The Federal government is not unfamiliar with the administration and distribution of benefits. Since 1882 the federal government has been providing benefits to injured workers and their widows:  in 1900 the postal workers compensation system was established; in 1908 the Federal government established a program for those who work in hazardous environments; and, in 1932 the Social Security Administration was established. However, the Social Security Act did not embrace workers’ compensation in 1932 since the primary goal of the law was to reduce unemployment. 

The federal programs have produced a dismal result over the last few years.  The Federal Victims Compensation Fund, enacted following the horrific tragedy of September 11th, 2001, has a very strict eligibility criteria and a limited recovery scheme.  The Smallpox Emergency Personnel Protection Act of 2003 (SEPPA) was enacted following an aborted vaccination program after the government reluctantly disclosed available medical research concerning potential fatal cardiovascular reactions.  A risk analysis demonstrated that this program may not have been needed at all but was merely implemented to sway public opinion.  Ultimately, the federal government halted the Smallpox Vaccination Program and funded $100 million for the purpose of cleaning up the legacy of adverse medical reactions and to ease the burden placed upon the victims and their estates that were struggling to obtain benefits under State compensation programs.

The Energy Employees Occupational Illness Compensation Program Act of 2000 (EEOICPA) (P.L.106-398) was enacted into law in October, 2000 with strong bipartisan support.
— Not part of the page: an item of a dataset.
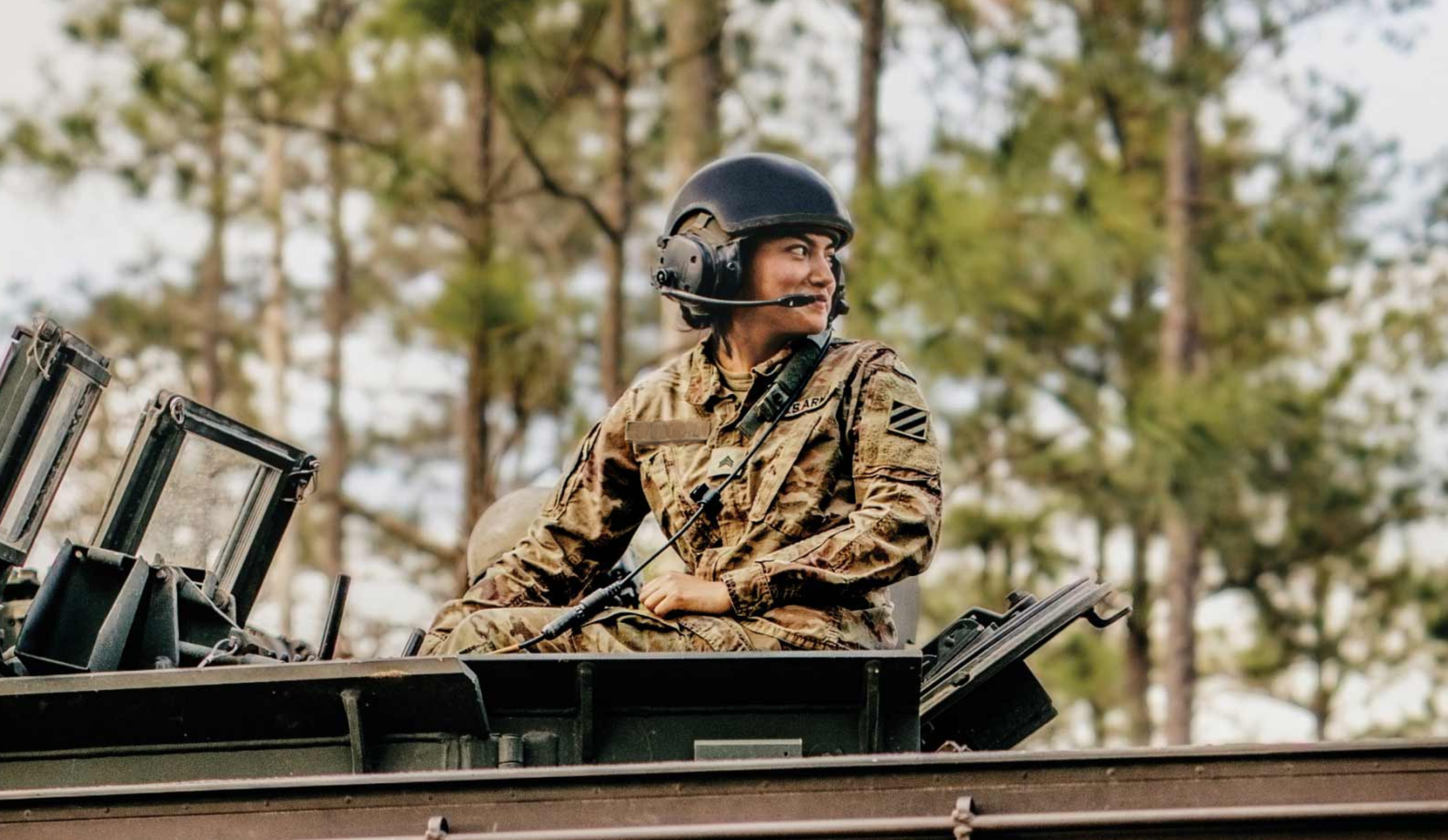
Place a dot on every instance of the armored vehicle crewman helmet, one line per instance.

EEOICPA established a program to provide compensation to employers of the Department of Energy (DOE), its contractors and subcontractors, companies that provided beryllium to DOE, and atomic weapons employers.

The Federal health care reform is a big Federal deal for workers’ compensation as it establishes the Libby Health Care Plan with far reaching impact by involving Medicare to deliver health care. The ongoing integration of conditional payments (Medicare Secondary Payer Act and mandatory reporting) as well as the review of all compromises concerning  the provision of future medical care (Workers Compensation Medical Set-aside Agreements) is already anther Federal foot in the door to prevent what in the past was a tradeoff of medical care to US taxpayer without consideration.

While federalization may not be the panacea, the target remains to limit the cost of medical expenses and provide an efficient and remedial benefit delivery system at minimal cost for administration and to hold the appropriate parties financial responsible.  The costs of maintaining duplicate medical delivery systems for workers, major medical and workers’ compensation, continues to represent an unnecessary and costly duplicate expenditures in administration and management.

The BP-Federal Oil Compensation Plan is yet another attempt to find a solution. While it may not be perfect, hopefully it will be guided successfully and will learn from past Federal trials and errors dabbling in workers’ compensation. It is obviously not the perfect solution, but that may only exist as an unattainable goal. The first step is a comprehensive and integrated Federal workers’ compensation program. A step in the right direction would be for the Federal Government to take primary responsibility for all occupational workers’ compensation claims. This would be an innovated initial approach to implement a new Federally administered Workers’ Compensation system.

Sunday, July 4, 2010

BP Oil Spill Compensation Flows to Florida


Oil compensation funds are now flowing along the predictable loop current to the State of Florida. The Palm Beach Post reports that while 90,000 claims have been filed as of July 2, 2010 by individuals totally, in Florida only one in four of the 25,000 have yet to be paid. Most of #22.4 million that BP has paid in Florida has gone to compensate for lost wages.